That Hillary gets that this is an ideological war for the future of this country only means that she will be better prepared to fight once in office. Even more so, she may well be the last presidential candidate of my generation who actually remembers the conflicts of the Vietnam War era and the unaccomplished political goals that were never realized over the last forty years that are still relevant today. She is perhaps the imperfect bookend to this chapter of American conflict, which has taken us from the assassinations of our most inspired leaders to the deposing of a corrupt president and the ignominious failure of a war in South East Asia and now to our current imperial occupation of Iraq, which attempts to justify and rewrite this history differently.

Obama, with all the inspiration and oratory of the dead Kennedy brothers, mistakenly wants to turn the page on this grievous chapter—I don’t believe this is either wise or good, but it is certainly heartening and uplifting that there is a leader who still believes in the inherent goodness of the people.

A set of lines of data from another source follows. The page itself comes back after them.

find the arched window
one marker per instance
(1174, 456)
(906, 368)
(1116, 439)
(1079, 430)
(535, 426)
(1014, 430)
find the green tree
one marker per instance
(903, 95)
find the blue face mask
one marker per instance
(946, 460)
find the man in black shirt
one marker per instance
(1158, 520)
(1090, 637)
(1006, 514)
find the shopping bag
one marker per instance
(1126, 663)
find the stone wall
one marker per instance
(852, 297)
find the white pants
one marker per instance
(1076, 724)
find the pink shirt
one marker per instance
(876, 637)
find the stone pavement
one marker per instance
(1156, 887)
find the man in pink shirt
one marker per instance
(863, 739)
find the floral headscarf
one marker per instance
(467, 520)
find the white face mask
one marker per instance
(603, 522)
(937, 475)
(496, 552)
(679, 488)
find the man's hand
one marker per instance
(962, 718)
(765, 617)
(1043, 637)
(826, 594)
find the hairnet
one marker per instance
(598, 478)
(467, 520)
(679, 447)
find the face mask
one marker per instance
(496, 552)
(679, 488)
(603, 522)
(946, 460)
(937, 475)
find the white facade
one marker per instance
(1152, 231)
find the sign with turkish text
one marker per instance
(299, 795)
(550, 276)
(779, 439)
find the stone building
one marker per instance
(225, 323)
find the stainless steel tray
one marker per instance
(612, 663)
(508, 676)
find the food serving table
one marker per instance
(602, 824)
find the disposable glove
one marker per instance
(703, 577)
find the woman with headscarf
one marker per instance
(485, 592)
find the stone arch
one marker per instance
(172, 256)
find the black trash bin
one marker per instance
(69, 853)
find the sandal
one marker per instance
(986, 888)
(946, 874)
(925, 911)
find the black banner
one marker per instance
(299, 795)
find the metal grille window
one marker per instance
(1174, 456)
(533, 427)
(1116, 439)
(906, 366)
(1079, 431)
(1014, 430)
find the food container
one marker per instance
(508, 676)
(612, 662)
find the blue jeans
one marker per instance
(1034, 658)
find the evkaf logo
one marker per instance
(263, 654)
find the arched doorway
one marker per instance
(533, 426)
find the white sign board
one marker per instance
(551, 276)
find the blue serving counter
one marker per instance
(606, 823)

Democrats who gain the majority in Congress next year and the President who must lead them need to be prepared for the oncoming crisis that is going to hit this country like an Arkansas tornado.The triple whammy of the sub-prime loan market collapse, the looming recession and the huge $9.2 trillion deficit will likely hog-tie the aspirations of the “change” minded. They are going to be spending more time fixing everything that has intentionally been broken over the last eight years (like habeas corpus, the torture doctrine and FEMA) with little time to create new solutions. All the while the economy will be screaming and bleeding—the only thing a Democratic president will be able to do is to open up an economic triage unit and to replace all of their policy wonks who have Chicago School of Economics pedigrees.

It is indeed a very tall order, and once the ceremonial change comes, it means those who actually believe in real change must be committed to fighting even harder to make it happen after the inauguration party ends. The neo-cons will not go quietly into the night, nor will their policies that we inherit simply be overturned—the game has already been stacked.